Strangers and Neighbours
This blog post comes from Rabbi Willy Wolff, written in 2006 for ‘Written All Over Our History – A Yom Limmud for Ester Gluck’ exploring Jewish responsibility towards refugees.
One commandment in the Torah seems uncannily to have been almost written with Ester in mind. For she observed it bechol levavah, with all her great heart, oovechol nufshah, with all her rich soul, oovechol me’odah, and with all her considerable might. It is to be found in the 33rd and 34th verses of the 19th chapter of the third Book of Moses, the Book of Vayikra, Leviticus. And it commands: “When a stranger lives with you in your land, do not ill treat that stranger. The alien living with you must be treated as one of your native-born. Love that stranger as yourself, for you were strangers in Egypt. I am the Eternal Your God.” On which Rashi comments in three words: “Elloheycha Ve’Ellohav Anni – I am Your God and his God.”
Full stop – yes and no. For in one way or another this commandment to love the stranger is repeated throughout the Torah some 36 times. While the commandment that came 15 verses before, to love your neighbour as yourself, stands there just once.
That immediately raises two questions for me. Why the prolific repetition of the commandment to love the “stranger”, while the Torah is content to leave the “neighbour” to just one commandment? In ancient times, as today, things are repeated when the need for such repetition is perceived, for it was then, as it is now, harder to love the stranger than the neighbour. Such is the nature of the beast that we call human beings. I know we can have almighty rows with neighbour, and we all know that some pretty bizarre and unhappy cases of neighbourly feuding have landed before the British courts and in the media. But on the whole, the neighbour has the comfort of familiarity. Personally I have been blessed with neighbours who were wonderful to me, who got up at three o’clock one winter morning to see what was wrong in my bungalow because they saw a light there, and knew I was not there. But a stranger is so much more difficult to understand. A stranger raises suspicions and in ancient times, as today, a host of prejudices. And the primeval question: friend or foe? Then as now, we need that commandment to love that stranger, or in today’s parlance, the migrant and asylum seeker, to be drummed into us daily.
Given that need, my second question is why that second commandment to love the stranger as ourselves has received so much less focus in rabbinic teaching than the commandment to love the neighbour as yourself. The rabbis after all made that commandment, in the words of Rabbi Akiva, Ze K’lal Gadol Batorah – this is the great principle of Torah. The reason, I suggest, is that in early rabbinic times, say from the destruction of the Temple in the year 70 CE and the accompanying loss of the last vestiges of autonomy in ancient Palestine, until the years 500 or 600 CE, we had lost our homeland and with it, the role of host nation. And for the next the next 1878 years we were the strangers wherever we went, whether in the comparative freedom of Babylon, or the ghettoes of Europe. Just as the rabbis spent little time on the laws of warfare – because from the Bar Kochba revolt in 135 CE until the Warsaw Ghetto uprising in 1943, Jews had no occasion to fight a war – so they spent little time on the law to love the stranger because they saw no early practical application for it in the condition of their people.

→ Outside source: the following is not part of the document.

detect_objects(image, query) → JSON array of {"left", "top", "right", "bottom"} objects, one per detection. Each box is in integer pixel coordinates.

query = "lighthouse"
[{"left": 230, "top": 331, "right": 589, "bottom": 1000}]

But the creation of the State of Israel in 1948, and the beginning in the 1960s of a migration of people across the globe on a scale never before witnessed in human history – because never before possible in human history – have made that commandment one of the most relevant to our present society, and one of the most urgent that the Torah gives us. And it brings back to our attention the two reasons given for it: the divine authority, I am the Eternal Your God – your God and his God, but also “for you were strangers in the land of Egypt.” And that reminder runs as a refrain throughout the law making of the Torah, throughout the Tenach and rabbinic literature.
For it is the basis of all Jewish morality. If you want to know what to do in any situation, just remember what it was like when YOU were in that situation. And if you were never in that situation, then either ask others who were – and in the case of the stranger, many of us need do no more than ask our parents or our grandparents – or put yourself, no in the shoes of the others, but underneath their skin to find out what it is like before you decide on your action and your attitude.
Or, as Hillel put it when he was so memorably sought to give concrete form to the commandment to love your neighbour: “Do not do unto others, what you do not wish them to do unto you.”
Ester in her adult life gave the most concrete, human-contact form to the commandment to love the stranger. With that she blessed our needy society so abundantly. And so can we bless this society for every moment that we follow her example.